Groundwater is rendering a yeomen service in India by providing significant contribution to water supply for drinking, irrigation, and industrial sector. The dependence on this resource is increasing day by day because of its three unique characteristics: (i) special distribution and use as a common pool resource, (ii) its availability in all agroclimatic region and terrain condition, and (iii) drought—proofing character of groundwater and its relative immunity to extreme events under climate change scenario.
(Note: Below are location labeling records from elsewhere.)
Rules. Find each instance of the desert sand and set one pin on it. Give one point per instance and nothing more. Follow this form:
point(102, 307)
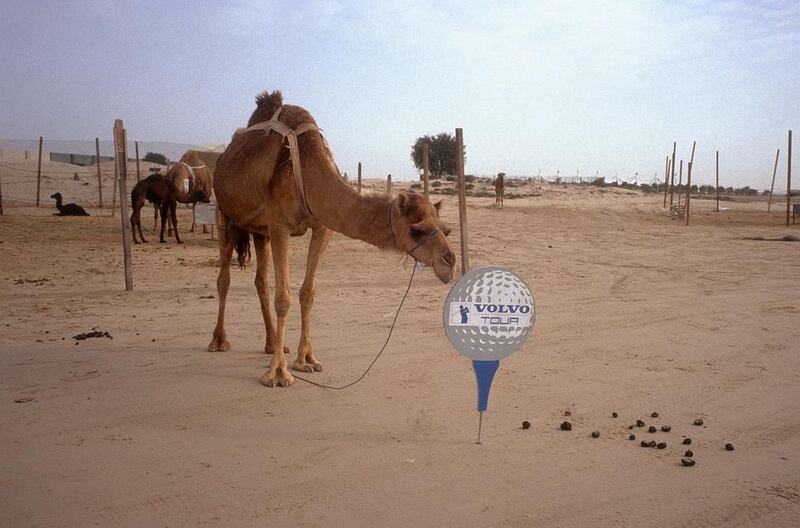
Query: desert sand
point(636, 313)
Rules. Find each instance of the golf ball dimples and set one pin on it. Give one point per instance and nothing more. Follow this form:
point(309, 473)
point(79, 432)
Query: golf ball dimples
point(490, 285)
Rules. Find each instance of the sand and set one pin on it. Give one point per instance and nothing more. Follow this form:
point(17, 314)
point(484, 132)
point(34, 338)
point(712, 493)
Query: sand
point(635, 313)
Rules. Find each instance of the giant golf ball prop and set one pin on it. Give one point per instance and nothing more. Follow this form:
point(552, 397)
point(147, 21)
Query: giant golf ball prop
point(488, 315)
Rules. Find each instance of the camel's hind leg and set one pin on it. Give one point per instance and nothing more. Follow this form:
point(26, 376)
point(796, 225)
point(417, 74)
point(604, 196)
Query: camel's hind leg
point(278, 373)
point(219, 342)
point(261, 243)
point(306, 361)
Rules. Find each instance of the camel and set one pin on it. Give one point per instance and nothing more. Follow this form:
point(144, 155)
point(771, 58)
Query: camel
point(189, 169)
point(268, 192)
point(499, 189)
point(68, 209)
point(163, 193)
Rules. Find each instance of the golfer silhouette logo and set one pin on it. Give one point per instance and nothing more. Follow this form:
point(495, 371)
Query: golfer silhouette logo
point(464, 314)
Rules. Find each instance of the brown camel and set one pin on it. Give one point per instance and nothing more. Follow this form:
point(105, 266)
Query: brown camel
point(190, 174)
point(499, 189)
point(261, 191)
point(164, 194)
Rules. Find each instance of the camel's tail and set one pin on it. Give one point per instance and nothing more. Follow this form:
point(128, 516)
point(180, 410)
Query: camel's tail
point(242, 246)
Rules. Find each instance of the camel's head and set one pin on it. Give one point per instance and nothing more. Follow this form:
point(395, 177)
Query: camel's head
point(417, 230)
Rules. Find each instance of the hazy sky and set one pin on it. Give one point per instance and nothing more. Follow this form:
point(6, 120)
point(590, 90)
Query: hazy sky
point(536, 86)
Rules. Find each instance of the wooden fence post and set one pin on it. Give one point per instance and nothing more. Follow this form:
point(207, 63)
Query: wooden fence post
point(99, 178)
point(717, 181)
point(39, 173)
point(116, 177)
point(138, 174)
point(688, 192)
point(672, 173)
point(462, 200)
point(426, 148)
point(789, 178)
point(772, 186)
point(121, 158)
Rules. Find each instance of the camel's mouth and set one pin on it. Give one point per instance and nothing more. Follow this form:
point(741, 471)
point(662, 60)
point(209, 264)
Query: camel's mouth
point(443, 268)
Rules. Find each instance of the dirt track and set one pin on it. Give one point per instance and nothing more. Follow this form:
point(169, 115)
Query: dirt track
point(635, 313)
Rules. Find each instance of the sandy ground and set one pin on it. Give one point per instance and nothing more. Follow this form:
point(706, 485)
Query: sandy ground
point(635, 313)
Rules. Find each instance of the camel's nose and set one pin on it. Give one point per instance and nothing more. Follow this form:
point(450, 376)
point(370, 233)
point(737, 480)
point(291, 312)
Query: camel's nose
point(449, 258)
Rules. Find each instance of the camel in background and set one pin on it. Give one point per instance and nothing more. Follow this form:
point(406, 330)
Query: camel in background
point(68, 209)
point(262, 192)
point(190, 174)
point(499, 189)
point(163, 194)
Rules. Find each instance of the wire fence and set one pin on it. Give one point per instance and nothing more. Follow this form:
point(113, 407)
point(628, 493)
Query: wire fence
point(22, 181)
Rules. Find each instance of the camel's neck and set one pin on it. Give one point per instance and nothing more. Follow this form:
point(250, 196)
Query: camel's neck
point(337, 205)
point(181, 196)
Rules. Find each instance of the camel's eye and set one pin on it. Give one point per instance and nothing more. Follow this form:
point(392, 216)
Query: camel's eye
point(417, 232)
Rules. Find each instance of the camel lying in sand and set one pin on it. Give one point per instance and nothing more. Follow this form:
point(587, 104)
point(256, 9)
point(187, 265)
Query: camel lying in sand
point(68, 209)
point(267, 192)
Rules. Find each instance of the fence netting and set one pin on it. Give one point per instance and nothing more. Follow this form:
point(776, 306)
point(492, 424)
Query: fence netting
point(77, 183)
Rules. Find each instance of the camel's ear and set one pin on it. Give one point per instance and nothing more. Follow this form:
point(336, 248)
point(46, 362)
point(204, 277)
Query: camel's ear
point(403, 202)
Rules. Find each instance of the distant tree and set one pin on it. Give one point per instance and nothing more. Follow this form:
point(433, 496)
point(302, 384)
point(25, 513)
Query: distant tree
point(155, 157)
point(442, 158)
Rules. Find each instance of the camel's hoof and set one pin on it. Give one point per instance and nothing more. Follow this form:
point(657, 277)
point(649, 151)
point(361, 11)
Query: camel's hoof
point(217, 345)
point(302, 366)
point(277, 379)
point(269, 349)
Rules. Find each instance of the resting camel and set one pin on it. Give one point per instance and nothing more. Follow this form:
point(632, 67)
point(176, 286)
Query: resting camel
point(68, 209)
point(189, 169)
point(261, 192)
point(164, 194)
point(499, 189)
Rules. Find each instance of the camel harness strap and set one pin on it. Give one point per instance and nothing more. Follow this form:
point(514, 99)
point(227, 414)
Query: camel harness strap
point(291, 135)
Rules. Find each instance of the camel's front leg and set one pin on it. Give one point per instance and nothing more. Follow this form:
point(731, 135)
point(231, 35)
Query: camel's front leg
point(306, 361)
point(261, 244)
point(219, 342)
point(278, 373)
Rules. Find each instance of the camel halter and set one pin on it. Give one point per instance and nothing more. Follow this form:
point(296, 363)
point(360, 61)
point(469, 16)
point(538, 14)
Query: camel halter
point(291, 134)
point(424, 239)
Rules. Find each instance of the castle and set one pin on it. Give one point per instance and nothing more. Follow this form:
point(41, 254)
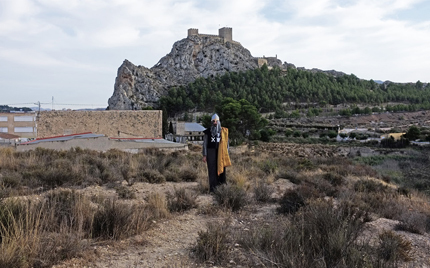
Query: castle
point(226, 34)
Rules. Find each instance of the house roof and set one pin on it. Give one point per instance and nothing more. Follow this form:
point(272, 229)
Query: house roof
point(7, 136)
point(66, 137)
point(193, 127)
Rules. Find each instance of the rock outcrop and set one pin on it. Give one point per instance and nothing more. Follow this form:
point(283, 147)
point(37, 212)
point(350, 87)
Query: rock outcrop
point(137, 87)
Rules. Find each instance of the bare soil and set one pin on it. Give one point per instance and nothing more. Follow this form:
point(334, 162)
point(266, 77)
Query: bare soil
point(169, 242)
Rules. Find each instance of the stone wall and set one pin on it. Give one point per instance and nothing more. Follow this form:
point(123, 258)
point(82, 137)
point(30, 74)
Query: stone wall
point(144, 124)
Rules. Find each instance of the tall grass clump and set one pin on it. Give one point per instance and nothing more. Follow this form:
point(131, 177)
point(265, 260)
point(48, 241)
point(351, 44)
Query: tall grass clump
point(213, 245)
point(263, 192)
point(318, 235)
point(181, 200)
point(231, 196)
point(115, 220)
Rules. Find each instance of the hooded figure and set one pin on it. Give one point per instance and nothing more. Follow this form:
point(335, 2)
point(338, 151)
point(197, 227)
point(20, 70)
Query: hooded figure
point(215, 152)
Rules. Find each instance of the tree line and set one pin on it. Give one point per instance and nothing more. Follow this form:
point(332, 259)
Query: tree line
point(270, 90)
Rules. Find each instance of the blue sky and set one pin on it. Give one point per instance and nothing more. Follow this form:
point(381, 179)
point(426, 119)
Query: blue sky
point(71, 50)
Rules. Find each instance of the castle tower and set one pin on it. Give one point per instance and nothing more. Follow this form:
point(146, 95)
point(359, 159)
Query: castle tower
point(226, 33)
point(193, 31)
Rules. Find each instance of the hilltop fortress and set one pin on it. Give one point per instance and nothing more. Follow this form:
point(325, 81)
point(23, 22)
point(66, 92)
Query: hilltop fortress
point(197, 55)
point(226, 35)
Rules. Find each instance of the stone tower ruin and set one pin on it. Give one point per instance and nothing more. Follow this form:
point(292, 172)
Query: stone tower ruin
point(226, 33)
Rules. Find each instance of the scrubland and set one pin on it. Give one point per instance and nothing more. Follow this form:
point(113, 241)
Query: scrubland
point(274, 211)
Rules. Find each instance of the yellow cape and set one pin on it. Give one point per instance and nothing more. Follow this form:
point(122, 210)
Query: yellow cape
point(223, 157)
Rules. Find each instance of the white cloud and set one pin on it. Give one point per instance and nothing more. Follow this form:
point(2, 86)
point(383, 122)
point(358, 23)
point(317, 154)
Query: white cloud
point(364, 37)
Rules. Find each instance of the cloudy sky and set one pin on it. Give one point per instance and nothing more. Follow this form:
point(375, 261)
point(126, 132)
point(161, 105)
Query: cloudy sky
point(70, 50)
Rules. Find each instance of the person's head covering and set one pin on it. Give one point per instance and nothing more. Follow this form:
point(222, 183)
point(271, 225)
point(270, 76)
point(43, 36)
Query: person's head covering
point(215, 117)
point(215, 130)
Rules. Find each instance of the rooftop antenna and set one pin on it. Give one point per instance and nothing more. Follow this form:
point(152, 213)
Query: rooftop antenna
point(38, 113)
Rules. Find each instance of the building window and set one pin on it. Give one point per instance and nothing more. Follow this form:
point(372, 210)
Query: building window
point(23, 118)
point(23, 129)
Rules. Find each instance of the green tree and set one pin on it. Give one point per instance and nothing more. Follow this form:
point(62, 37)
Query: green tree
point(171, 127)
point(164, 124)
point(240, 117)
point(413, 133)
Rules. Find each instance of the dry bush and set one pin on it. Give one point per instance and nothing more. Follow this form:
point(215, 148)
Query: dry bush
point(157, 206)
point(239, 179)
point(393, 248)
point(188, 175)
point(66, 208)
point(20, 227)
point(213, 244)
point(231, 196)
point(290, 202)
point(290, 175)
point(31, 236)
point(333, 178)
point(263, 192)
point(151, 176)
point(125, 192)
point(318, 235)
point(413, 221)
point(370, 186)
point(181, 200)
point(115, 220)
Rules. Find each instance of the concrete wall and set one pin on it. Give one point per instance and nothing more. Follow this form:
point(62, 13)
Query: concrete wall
point(103, 144)
point(16, 122)
point(145, 124)
point(226, 33)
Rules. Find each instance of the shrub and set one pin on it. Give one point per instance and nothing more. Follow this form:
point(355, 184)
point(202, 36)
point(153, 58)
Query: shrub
point(290, 202)
point(263, 192)
point(231, 196)
point(117, 221)
point(334, 179)
point(290, 175)
point(269, 166)
point(370, 186)
point(412, 221)
point(125, 192)
point(151, 176)
point(181, 200)
point(213, 244)
point(318, 235)
point(393, 247)
point(67, 207)
point(188, 175)
point(157, 206)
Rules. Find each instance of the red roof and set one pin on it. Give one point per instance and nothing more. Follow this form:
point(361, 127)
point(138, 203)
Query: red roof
point(8, 136)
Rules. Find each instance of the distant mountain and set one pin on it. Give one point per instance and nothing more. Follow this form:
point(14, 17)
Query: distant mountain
point(6, 108)
point(197, 55)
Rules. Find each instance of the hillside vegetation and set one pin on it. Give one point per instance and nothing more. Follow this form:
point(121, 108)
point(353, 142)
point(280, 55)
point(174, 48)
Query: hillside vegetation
point(277, 210)
point(268, 90)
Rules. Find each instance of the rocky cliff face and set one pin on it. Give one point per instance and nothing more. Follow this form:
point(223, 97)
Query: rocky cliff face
point(196, 56)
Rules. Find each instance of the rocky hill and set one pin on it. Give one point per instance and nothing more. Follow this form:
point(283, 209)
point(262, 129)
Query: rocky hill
point(196, 56)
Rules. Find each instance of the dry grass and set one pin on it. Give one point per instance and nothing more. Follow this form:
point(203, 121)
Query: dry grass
point(331, 201)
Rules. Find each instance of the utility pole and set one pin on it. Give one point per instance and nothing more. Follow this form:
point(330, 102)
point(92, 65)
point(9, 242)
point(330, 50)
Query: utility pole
point(38, 113)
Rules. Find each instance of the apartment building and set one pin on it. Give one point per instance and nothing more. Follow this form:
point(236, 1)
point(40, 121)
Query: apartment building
point(22, 124)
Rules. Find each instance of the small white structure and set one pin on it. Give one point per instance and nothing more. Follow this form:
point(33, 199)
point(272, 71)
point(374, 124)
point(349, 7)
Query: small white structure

In view of its overexploitation in large parts of the country, quality deterioration even in areas where they are available in plenty and rapidly increasing dependence on this resource for food and drinking security has thrown open serious challenges to all its stakeholders—the management of this resource in a sustainable manner. Sustainable management of this hidden resource is only possible when we have a comprehensive understanding of the system, both on a sound scientific understanding and social-economic prospective. The selected 21 papers from the Bhujal Manthan-2015, the largest groundwater discussion platform in India, organized by CGWB, embodies the groundwater issues of India. The papers extend valuable thoughts which would be useful for laying the road map for sustainable management of this resource. This volume will immensely benefit the researcher, policy makers, academia, and the stakeholders in understanding the various facts of this resource.